# Fruit fly culture mix



## Peloquin (Aug 10, 2005)

Does anyone know where I can buy the stuff they make a fruit fly culture from in the UK?

Cheers

Failing that, what is the best stuff to use to make my own?

Ta folks.


----------



## Ian (Aug 10, 2005)

I think this post already exists....


----------



## Peloquin (Aug 10, 2005)

Done a search on here and cant find it.

Can you link me to it please?


----------



## lorriekay56 (Aug 15, 2005)

*You can make your own. cover the jar with netting. ( I use knee high stockings)*


----------



## lorriekay56 (Aug 15, 2005)

Culture mix:

1 cup of mashed potatoes, 2 tbp. sugar and a pinch of YEAST.


----------



## garbonzo13 (Aug 15, 2005)

Will it mold? If it does what do you do for that?


----------



## Rick (Aug 16, 2005)

I made my own and it did mold. The commercially bought stuff has mold inhibitor in it.


----------



## Orin (Aug 21, 2005)

I've got a huge jar of mold inhibitor you're welcome to buy cheap. I was sold on the mold inhibitor for many years but two years ago I stopped using it and it didn't make a difference.

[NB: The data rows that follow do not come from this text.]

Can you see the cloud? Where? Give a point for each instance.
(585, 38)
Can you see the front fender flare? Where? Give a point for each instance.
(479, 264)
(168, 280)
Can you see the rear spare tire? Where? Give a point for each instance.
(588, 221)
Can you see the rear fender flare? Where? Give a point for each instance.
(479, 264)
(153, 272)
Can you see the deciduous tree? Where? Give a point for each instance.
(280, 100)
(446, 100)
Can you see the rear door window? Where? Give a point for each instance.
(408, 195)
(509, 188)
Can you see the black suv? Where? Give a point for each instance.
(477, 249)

1/2 cup instant potato flakes

1/2 cup water. The amount of water is adjusted depending on your ambient humidity and airflow. Somewhat dry medium slows and stops fly production while too much moisture and all the medium falls out when you try to shake out the flies.

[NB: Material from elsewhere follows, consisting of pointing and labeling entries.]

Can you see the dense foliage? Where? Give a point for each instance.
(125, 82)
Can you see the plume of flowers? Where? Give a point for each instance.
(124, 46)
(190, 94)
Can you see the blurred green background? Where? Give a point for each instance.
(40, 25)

Put mixture in a large deli cup (32oz?) covered with a coffee filter or prefab filter lid and place a 1" slice of apple on top of the potato.

Fruit flies can breed at lower temps but 80-90F will improve production.

When the first puparium is seen take 1 paper towel, make into a ball and toss on medium. Production if often very low without this because many puparium and adults drown sight unseen. The larger species, D.hydei is kept the same but is much slower.


----------



## garbonzo13 (Aug 21, 2005)

Orin, whats the papertowel for? Easy transfer to another container to increase culture production? thanks for the info.


----------



## Orin (Aug 21, 2005)

The paper towel prevents the majority of puparium and adults from suffocating in the medium.


----------



## Executor of Fruit Flies (Aug 27, 2005)

Copied from a previous post:

I'm currently trying out apple vinegar as an inhibitor. Any vinegar will work though. It seems to work fine. It's been two weeks and no mold. I just didn't want to mail order for anything right now. The recipe I'm using, from anaspid.org, is:

1 cup banana

1 cup apple sauce

2 cups oatmeal

1 tablespoon vinegar

Just mash it all up together real good. Production isn't as good as the store bought culture I had before, but probably because I used netting instead of paper towels as extra climbing/pupating space.

Edit: replaced netting with paper towels and production increased significantly.

I like to use gatorade bottles with a piece of sponge on the top, as I find this easier to work with than a deli cup with a circular sponge stopper.


----------